The Kremlin announced the council’s creation on Friday, saying it would improve coordination within Russia’s government as the country continues to face territorial losses in its invasion from a Ukrainian southern offensive.
“We faced certain difficulties and the need to upgrade our work, give it a new momentum and new character when we were responding to the coronavirus pandemic,” Putin told the group, according to remarks released by the Kremlin.
“We managed to do much then to update these regulations and get rid of the archaic procedures that are preventing us from moving forward at the pace the country needs,” he added.
Putin said the group, which is headed by Prime Minister Mikhail Mishustin, includes deputy prime ministers, agency heads and regional representatives.
The body will look to more effectively provide medicine and equipment to support Russia’s invasion of Ukraine, which Moscow dubs a “special military operation,” although Putin did not explain in detail how these objectives would be accomplished.
“If we follow standard bureaucratic procedures and hide behind formalities, we will not achieve the desired result in any area,” he said. “We established a mechanism like the Coordination Council with the express purpose of resolving all issues faster and more effectively.”

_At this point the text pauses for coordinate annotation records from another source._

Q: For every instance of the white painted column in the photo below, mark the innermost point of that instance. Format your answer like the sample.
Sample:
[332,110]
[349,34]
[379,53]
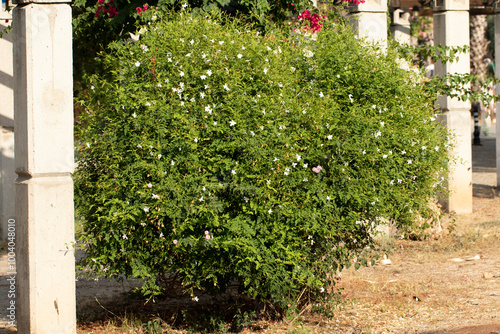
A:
[451,28]
[43,104]
[7,170]
[497,75]
[400,26]
[369,20]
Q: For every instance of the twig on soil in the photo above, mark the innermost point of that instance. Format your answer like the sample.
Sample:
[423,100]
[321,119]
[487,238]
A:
[104,307]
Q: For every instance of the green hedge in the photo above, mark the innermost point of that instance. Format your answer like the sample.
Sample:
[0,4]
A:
[223,156]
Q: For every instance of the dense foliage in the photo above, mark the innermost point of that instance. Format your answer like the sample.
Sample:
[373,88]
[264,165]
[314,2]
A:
[221,156]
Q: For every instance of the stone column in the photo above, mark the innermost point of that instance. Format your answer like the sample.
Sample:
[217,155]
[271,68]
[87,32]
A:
[451,28]
[400,26]
[43,104]
[497,88]
[369,20]
[7,170]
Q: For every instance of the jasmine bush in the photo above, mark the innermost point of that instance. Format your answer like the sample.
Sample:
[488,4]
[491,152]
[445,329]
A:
[220,156]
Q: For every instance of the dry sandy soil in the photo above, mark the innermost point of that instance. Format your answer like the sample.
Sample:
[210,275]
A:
[445,285]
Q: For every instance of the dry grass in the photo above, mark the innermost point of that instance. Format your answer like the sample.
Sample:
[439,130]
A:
[421,292]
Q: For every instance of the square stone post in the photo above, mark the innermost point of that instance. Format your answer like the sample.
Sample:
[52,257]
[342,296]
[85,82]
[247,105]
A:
[44,160]
[497,88]
[7,169]
[400,26]
[369,20]
[451,28]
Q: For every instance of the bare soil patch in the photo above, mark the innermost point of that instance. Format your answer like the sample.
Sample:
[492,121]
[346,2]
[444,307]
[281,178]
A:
[448,285]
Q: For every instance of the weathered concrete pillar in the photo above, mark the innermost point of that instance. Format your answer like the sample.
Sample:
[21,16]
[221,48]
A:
[7,170]
[451,28]
[369,20]
[400,26]
[497,88]
[43,104]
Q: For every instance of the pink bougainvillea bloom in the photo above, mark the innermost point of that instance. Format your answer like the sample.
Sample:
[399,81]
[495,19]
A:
[317,169]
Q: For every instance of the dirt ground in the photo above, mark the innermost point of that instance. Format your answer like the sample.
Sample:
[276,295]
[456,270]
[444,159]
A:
[445,285]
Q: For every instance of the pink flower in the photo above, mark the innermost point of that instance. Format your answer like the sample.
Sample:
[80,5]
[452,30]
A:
[317,169]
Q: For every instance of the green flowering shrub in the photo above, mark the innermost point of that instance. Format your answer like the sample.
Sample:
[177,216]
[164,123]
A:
[218,156]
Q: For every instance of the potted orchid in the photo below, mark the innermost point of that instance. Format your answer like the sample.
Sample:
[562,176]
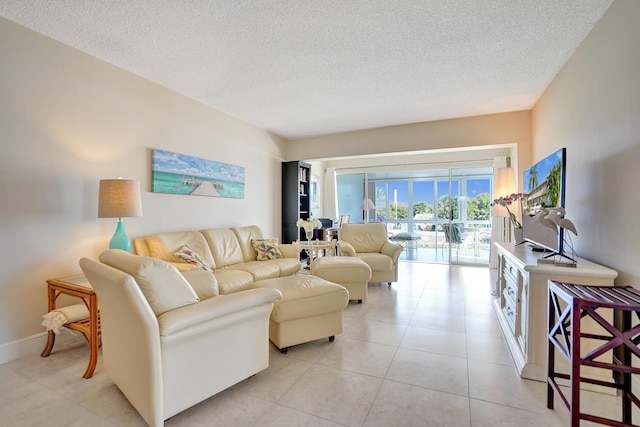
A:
[309,225]
[506,202]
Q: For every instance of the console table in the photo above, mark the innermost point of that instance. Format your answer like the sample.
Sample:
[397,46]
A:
[568,307]
[315,247]
[521,301]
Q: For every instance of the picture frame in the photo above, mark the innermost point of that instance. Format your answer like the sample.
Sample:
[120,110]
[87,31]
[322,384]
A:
[174,173]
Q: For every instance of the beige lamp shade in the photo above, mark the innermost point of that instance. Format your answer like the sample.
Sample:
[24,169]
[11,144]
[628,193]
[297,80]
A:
[119,198]
[504,185]
[367,204]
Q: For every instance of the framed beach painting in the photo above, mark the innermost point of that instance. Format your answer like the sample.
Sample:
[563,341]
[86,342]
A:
[175,173]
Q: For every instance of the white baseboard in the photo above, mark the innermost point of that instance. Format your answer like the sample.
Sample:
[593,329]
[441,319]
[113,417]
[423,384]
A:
[32,345]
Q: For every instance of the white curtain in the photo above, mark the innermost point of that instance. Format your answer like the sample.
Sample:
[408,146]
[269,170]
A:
[498,224]
[330,205]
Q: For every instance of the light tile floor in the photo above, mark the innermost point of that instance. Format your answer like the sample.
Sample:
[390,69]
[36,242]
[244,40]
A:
[426,351]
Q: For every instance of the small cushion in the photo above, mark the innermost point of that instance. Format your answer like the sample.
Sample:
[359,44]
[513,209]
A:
[162,285]
[186,254]
[266,249]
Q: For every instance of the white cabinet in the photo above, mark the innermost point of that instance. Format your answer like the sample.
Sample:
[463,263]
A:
[521,301]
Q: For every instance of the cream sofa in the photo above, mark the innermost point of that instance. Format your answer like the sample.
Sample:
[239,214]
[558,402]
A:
[168,340]
[370,243]
[228,250]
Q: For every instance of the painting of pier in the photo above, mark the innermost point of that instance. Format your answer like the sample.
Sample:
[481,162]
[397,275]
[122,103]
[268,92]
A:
[175,173]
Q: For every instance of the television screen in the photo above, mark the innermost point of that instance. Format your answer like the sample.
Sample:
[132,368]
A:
[544,186]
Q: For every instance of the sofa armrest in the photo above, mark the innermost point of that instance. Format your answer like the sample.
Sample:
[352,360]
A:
[213,308]
[345,248]
[183,266]
[392,250]
[289,250]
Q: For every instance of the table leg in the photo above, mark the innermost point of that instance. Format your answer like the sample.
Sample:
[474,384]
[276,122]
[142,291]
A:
[93,337]
[51,337]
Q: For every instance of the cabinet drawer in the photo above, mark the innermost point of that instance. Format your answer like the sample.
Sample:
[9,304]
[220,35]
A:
[511,291]
[510,273]
[509,311]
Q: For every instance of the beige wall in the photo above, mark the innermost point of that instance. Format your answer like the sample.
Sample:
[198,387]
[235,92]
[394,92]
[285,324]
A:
[68,120]
[461,139]
[593,109]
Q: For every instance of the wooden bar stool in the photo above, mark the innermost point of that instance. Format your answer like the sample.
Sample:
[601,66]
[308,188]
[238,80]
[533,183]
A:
[564,334]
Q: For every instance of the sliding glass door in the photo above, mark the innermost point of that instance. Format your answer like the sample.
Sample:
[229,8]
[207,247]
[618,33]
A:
[438,215]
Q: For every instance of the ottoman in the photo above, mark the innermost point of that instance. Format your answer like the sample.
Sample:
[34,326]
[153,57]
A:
[310,309]
[350,272]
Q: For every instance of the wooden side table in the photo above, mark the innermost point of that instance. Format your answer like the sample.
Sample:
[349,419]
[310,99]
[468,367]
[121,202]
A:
[77,286]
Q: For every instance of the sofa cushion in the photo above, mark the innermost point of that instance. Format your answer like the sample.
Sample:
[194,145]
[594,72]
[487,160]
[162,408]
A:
[203,282]
[162,285]
[232,281]
[258,269]
[364,237]
[266,249]
[377,261]
[186,254]
[245,235]
[164,245]
[224,246]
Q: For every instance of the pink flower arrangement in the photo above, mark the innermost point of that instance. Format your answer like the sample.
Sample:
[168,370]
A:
[506,202]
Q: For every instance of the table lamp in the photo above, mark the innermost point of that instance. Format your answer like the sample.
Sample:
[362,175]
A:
[367,205]
[119,198]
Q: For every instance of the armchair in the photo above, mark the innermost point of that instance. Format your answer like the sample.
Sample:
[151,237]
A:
[370,243]
[167,343]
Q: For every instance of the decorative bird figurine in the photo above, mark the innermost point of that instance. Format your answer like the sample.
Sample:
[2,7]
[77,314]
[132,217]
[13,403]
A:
[543,218]
[557,216]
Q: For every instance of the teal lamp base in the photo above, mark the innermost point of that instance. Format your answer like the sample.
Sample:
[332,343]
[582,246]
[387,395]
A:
[120,240]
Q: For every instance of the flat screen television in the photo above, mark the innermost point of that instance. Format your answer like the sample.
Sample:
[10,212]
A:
[544,187]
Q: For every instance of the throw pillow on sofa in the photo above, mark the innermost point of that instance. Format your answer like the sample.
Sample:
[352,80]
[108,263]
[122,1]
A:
[186,254]
[162,285]
[266,249]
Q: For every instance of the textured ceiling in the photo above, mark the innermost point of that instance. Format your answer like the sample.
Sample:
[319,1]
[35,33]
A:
[301,67]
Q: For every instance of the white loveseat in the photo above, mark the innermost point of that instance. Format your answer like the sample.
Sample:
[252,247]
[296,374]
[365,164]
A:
[228,250]
[169,340]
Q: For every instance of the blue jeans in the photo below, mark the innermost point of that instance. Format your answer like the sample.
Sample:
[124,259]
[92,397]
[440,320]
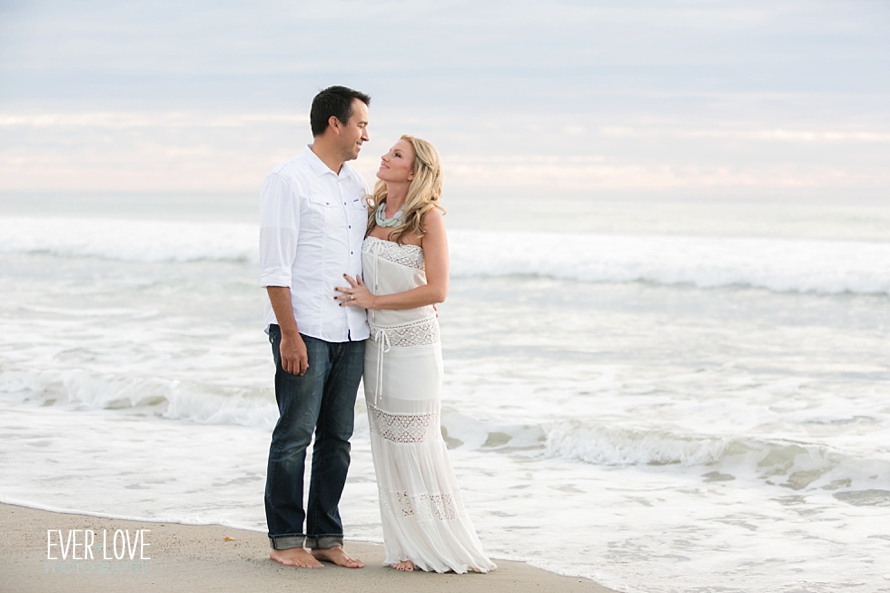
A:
[321,401]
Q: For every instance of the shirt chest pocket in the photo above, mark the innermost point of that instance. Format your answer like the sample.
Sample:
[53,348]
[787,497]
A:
[321,212]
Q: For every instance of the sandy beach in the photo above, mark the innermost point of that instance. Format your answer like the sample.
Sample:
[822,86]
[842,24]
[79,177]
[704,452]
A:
[204,558]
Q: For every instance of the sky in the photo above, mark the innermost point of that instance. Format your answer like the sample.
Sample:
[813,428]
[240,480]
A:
[722,100]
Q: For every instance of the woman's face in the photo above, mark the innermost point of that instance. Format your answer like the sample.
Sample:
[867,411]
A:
[397,165]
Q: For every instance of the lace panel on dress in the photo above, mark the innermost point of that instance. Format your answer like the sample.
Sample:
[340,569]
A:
[423,506]
[406,255]
[416,333]
[404,428]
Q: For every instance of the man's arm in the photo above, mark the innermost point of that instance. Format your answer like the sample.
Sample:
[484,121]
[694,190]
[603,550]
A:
[279,231]
[294,358]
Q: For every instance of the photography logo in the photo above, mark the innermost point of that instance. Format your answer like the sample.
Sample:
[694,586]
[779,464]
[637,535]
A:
[103,552]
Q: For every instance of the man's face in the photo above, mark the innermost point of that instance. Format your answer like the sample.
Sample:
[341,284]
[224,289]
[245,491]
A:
[354,132]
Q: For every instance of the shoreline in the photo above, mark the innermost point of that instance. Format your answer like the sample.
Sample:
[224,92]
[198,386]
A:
[172,557]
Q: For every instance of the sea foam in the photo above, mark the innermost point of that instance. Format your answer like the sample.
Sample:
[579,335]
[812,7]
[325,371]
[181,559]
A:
[779,265]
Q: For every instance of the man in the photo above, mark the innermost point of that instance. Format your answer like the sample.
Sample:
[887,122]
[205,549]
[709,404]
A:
[313,216]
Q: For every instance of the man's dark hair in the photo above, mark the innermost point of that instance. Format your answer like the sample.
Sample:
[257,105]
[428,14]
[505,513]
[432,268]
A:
[336,101]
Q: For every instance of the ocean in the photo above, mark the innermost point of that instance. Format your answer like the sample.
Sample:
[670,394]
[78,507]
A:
[662,396]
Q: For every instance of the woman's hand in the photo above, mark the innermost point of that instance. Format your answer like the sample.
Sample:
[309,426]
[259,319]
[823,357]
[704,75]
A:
[357,295]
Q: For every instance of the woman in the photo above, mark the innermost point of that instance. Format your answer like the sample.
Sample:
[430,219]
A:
[405,265]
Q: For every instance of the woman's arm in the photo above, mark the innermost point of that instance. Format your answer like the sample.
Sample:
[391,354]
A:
[435,252]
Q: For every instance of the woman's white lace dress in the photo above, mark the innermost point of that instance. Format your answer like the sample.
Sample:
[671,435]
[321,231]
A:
[423,517]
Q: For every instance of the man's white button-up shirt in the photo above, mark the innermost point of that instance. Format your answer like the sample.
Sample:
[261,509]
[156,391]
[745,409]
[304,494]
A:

Putin initially hoped to quickly force Ukraine’s surrender when it invaded the country in February, but Russian forces have seen a series of setbacks, first failing to take the capital city of Kyiv and now facing losses in territory captured in the spring.
Various U.S. and Western officials have indicated Russia has faced a variety of tactical and equipment failures during the invasion, and President Biden has said Putin “totally miscalculated.”
The efforts of Putin’s new coordinating group will look to counter gains made by a Ukrainian offensive previously focused in the country’s northeast that has now extended to the south.
As Russian forces retreat from an increasing number of settlements and towns, Putin has escalated the conflict by calling up to 300,000 reservists, threatening the use of nuclear weapons and annexing four Ukrainian regions.
Last week, Putin declared martial law in the four regions, which experts say could mean mass deportations of Ukrainians out of the Russian-occupied territory as Kyiv’s forces inch closer to Kherson, the sole regional capital controlled by Moscow.
Russia has also accused Ukraine of producing biological weapons and planning to use a radioactive “dirty bomb,” claims that have been condemned as Russian propoganda by U.S. officials.
Ukraine has cited those claims as evidence Russia itself is planning to stage a major attack in Ukraine, referencing purported evidence of planted mines at a major dam and Putin’s past threats of nuclear warfare.